Frank Ocean is getting on my nerves. Not for the reason you're thinking. I don't care who you decide to love or sleep with. I'm frustrated because now that he has publicly clarified his sexual preference, folks are trying to predict who will be next.
Even Queen Latifah is catching flack. This past week while visiting The View, the musician, actress and spokesperson found herself dodging sexuality questions posed by Barbara Walters. In her 40's Latifah is childless and thinking of adopting which naturally means, it's time for her to address whether she is gay or straight. The awkward exchange didn't shake Latifah who declared that her private life is not open for discussion.
I'm not a celebrity but I have felt the prying eyes into my sexual origin.
I'm 31 years old, black and childless. Coming from an American-American family with strong southern roots, that means either I can't have kids or I'm a lesbian.
My mother got married at 19 and had me at 22. My grandmother got married late - 23. "And I was a grown woman," she likes to emphasize before reminding me that she also had seven kids. By their example I should have been married by now. They also don't buy into the "black women aren't getting married" hype that's managed to depress a lot of my girlfriends and sell thousands of magazines.
My singleness is a major issue of concern. "Chloe, I don't want you to be alone," my mother says with just enough love so I know that it's coming from a good place. I also know she fears that I'll end up being the old woman with 50 cats, eating cake frosting for dinner being featured on Hoarders: Buried Alive. Good thing I don't like cats.
Why would I subject myself to a life of solitude, unless I was a lesbian and didn't want my family to know? At a recent family gathering, I had a cousin flat out ask me "Chloe, do you like men?" Her bouncing her third child on her knee did not go unnoticed. "I've never seen you with one."
I've never been the type to bring every man I date around the family. There were no suitors calling my mom "Mom" or sitting on the couch watching the game with my dad. Throughout my entire dating life, I've only brought home two guys -- once in college and a recent ex. That leaves a gap long enough to keep my folks wondering what team I'm really playing on.
I could tell by the sound in her voice that she was hoping she would be the one to get me to crack. She would go down in our family history as being the one who "Chloe came out to."
But she was only right about one thing. She's never seen me with a guy because she lives 900 miles away. Apparently that wasn't a logical enough reason. No, I must be a lesbian.
When I told her I was indeed heterosexual, you know her response? "Well, when are you going to have kids?" While her first question had a sympathetic tone to it, this one had a heavy air of "girl, what's wrong with you?"
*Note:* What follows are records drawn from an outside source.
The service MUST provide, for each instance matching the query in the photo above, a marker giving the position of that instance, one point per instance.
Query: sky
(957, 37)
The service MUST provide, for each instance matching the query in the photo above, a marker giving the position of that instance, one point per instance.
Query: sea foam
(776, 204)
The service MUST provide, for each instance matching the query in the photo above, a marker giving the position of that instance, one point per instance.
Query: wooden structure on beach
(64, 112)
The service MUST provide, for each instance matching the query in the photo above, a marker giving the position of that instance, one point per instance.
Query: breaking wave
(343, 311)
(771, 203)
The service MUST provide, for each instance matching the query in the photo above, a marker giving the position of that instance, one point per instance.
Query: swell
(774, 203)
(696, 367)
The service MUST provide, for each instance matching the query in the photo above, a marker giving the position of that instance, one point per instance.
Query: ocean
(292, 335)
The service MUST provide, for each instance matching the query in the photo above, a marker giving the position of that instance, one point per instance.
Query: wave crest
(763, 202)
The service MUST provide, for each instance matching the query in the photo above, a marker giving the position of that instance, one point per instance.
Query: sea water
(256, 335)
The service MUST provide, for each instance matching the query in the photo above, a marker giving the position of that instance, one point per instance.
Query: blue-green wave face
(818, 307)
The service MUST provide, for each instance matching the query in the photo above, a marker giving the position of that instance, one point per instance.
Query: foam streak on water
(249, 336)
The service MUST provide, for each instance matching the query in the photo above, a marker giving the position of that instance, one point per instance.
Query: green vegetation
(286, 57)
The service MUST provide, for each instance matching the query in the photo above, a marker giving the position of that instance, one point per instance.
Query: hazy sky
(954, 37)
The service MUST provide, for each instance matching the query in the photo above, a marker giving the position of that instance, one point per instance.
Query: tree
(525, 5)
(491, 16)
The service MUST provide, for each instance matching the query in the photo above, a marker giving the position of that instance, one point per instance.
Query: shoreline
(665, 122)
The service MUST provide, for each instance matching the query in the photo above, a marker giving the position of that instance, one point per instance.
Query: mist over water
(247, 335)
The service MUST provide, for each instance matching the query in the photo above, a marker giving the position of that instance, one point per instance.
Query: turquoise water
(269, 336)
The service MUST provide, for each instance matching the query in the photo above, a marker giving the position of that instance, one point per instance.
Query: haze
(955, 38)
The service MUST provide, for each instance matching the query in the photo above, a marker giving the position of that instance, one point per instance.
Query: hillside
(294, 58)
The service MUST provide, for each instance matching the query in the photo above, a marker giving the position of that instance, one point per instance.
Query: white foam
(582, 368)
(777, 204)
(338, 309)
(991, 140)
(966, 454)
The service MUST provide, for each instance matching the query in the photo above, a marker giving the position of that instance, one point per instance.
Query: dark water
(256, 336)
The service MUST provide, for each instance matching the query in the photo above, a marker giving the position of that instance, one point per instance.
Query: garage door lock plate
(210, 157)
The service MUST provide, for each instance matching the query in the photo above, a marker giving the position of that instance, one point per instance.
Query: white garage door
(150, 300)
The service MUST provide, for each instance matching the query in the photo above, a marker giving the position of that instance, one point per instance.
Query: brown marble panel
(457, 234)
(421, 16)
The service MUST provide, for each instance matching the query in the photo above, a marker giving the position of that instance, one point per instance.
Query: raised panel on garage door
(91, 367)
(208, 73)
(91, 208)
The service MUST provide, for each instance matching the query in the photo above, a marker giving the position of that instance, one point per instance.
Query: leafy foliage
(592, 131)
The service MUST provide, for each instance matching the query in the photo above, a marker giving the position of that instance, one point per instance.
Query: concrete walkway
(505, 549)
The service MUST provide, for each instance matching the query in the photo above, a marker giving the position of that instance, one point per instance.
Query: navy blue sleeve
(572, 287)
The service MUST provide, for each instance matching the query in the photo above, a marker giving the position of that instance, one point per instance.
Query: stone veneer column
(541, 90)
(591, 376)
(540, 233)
Just moments before she thought she was going win a toaster oven. Now she's advocating for Occupy Chloe's Womb.
There was a time when my default response to that question was "I don't have kids because I'm not married." But then I made the mistake of saying that to a group of women at a BBQ, all with kids, none of them married. The conversation started with each of them talking about how happy they were to be out without their kids. Then when they noticed I was quiet on the subject, their attention turned to me. As soon as the "d" on "married" came out of my mouth I knew I had successfully offended every woman there. I was the enemy. I considered myself better than them because they took on the task of procreation without a ring. I was insulting their service to increasing the black population by any mean necessary. I was the problem with the world, me with my old fashion values.
Over the years I've found myself dropping hints letting my family know that yes, I enjoy the company of men. I have deliberately let condoms fall out of my pocketbook or popped birth control pills at the dinner table. Don't worry, I did it with class.
My bible-thumping grandmother even shows her concern on occasion. While sitting at her kitchen table, where she holds court, she once told me the story of her friend who found out her granddaughter "liked girls."
"Miss Deloris," she began, taking a sip of her homemade iced tea filled mason jar with a million ice cubes in it. "Those kids of hers got her going crazy. The youngest grand calls herself liking girls." She bit her bottom lip and looked at me with an ultraviolet ray stare.
"Someone said they saw the child walking and holding hands with a girl dressed up like a boy."
Death ray stare.
"The girl wants to move in with her girlfriend. She's only 19."
Gamma ray stare.
I knew exactly how to end this. I took out my birth control pills and popped one.